Siviero’ya göre, “[Meloni’nin] kendi cinsiyetini kullanması toplumsal cinsiyet stereotiplerine dayanıyor. Mevcut sistemi sorgulamadığı için mükemmel bir erkek modelini temsil ediyor. Kendi cinsiyetini tamamen anti-feminist şeyler yapmak için kullanıyor.”

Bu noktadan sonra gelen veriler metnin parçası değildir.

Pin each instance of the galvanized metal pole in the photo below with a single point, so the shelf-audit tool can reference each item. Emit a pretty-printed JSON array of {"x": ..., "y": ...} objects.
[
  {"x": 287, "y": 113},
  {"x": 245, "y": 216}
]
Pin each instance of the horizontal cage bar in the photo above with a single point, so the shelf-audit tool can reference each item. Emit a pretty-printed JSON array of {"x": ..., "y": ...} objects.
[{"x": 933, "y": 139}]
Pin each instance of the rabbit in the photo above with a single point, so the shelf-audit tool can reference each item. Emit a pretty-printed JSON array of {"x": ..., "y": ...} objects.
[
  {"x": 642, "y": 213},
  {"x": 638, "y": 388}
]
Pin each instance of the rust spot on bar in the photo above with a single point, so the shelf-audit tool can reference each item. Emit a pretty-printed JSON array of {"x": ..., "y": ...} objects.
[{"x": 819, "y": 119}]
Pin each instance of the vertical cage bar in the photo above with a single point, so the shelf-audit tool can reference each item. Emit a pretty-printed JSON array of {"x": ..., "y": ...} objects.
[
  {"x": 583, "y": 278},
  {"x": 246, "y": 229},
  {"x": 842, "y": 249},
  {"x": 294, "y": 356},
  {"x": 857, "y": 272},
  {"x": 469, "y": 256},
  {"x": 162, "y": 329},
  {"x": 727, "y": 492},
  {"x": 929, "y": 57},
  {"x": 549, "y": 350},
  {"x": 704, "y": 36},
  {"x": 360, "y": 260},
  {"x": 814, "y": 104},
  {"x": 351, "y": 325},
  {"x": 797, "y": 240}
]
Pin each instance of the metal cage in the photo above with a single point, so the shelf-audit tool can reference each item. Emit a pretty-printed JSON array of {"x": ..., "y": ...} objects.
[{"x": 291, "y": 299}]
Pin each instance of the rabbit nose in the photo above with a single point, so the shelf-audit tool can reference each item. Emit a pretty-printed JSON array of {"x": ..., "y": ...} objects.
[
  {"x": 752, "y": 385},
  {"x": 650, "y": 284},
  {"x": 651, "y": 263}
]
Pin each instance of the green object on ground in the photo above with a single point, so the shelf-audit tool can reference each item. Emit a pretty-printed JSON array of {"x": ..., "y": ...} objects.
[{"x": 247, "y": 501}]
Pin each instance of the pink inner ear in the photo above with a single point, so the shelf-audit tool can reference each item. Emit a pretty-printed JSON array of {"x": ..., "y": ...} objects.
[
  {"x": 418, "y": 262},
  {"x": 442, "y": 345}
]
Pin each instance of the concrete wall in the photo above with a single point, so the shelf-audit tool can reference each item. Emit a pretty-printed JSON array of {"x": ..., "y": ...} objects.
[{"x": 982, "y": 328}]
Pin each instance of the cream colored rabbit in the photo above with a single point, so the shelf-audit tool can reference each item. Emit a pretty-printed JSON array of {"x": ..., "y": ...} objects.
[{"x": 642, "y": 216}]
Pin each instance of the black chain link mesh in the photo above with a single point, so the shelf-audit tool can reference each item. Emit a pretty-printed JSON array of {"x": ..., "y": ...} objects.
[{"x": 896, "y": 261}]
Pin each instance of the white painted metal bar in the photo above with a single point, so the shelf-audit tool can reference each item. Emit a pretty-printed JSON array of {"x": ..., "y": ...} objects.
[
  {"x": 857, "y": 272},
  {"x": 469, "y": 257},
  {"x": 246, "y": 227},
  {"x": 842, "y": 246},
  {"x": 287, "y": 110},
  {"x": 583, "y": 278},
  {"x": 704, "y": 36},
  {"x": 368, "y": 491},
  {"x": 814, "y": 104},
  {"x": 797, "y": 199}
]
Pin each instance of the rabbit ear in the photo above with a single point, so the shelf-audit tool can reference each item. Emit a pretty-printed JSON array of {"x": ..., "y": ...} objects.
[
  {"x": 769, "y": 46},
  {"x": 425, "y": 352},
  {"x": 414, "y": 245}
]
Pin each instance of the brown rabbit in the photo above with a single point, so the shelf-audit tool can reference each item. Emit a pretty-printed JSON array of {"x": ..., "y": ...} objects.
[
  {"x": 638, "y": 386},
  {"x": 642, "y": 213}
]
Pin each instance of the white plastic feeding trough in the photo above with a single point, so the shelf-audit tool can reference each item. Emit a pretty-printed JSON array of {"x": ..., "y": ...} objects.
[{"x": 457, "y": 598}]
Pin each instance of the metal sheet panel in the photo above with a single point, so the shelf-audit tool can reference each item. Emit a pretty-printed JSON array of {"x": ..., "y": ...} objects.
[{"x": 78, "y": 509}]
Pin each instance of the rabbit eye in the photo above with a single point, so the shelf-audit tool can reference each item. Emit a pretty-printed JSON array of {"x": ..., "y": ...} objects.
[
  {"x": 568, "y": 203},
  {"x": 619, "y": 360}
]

Siviero, Meloni’nin “sanki kadınların tek işlevi doğal olarak anne olmakmış gibi anneliği yücelttiğini ve aynı zamanda cinsel ve üreme haklarını reddettiğini” vurguladı.
Kendisini ‘aile yanlısı’ olarak tanımlayan Meloni ve partisi, kürtaj karşıtı ve LGBTIQ+ karşıtı hareketlerle işbirliği yapıyor. Kampanyasının ana temalarından biri, kadınları çocuk sahibi olmaya teşvik ederek İtalya’nın düşük doğum oranını artırmak ve aynı zamanda göçmenlerin “etnik ikame” tehlikesini ortadan kaldırmak oldu.
İşte bu nedenlerle gazeteci ve feminist filozof Ida Dominijanni İtalya’nın Kardeşleri’ni “distopik bir gemiye” benzetiyor. Dominijanni, partinin kurucusu ve başroldeki tek kadın olan Meloni’nin, kadınların “toplumsal cinsiyet rollerinin yerline yerine oturduğu geleneksel bir ailede, geleneksel annelik kaderini” yaşamaları gerektiğine karar verdiğini yazdı.
Serughetti’ye göre Meloni’nin ‘kadın, anne, İtalyan ve Hıristiyan’ sloganı geleneksel aşırı sağcı söylemlerin bir tekrarı.
Serughetti openDemocracy’ye verdiği demeçte “Bu aşırı sağın kimlik politikalarının çok açık bir ifadesidir” dedi. “Aile, din ve sınırlar gibi meseleleri nasıl kimlik meselelerine dönüştürdüğünü gösteriyor.”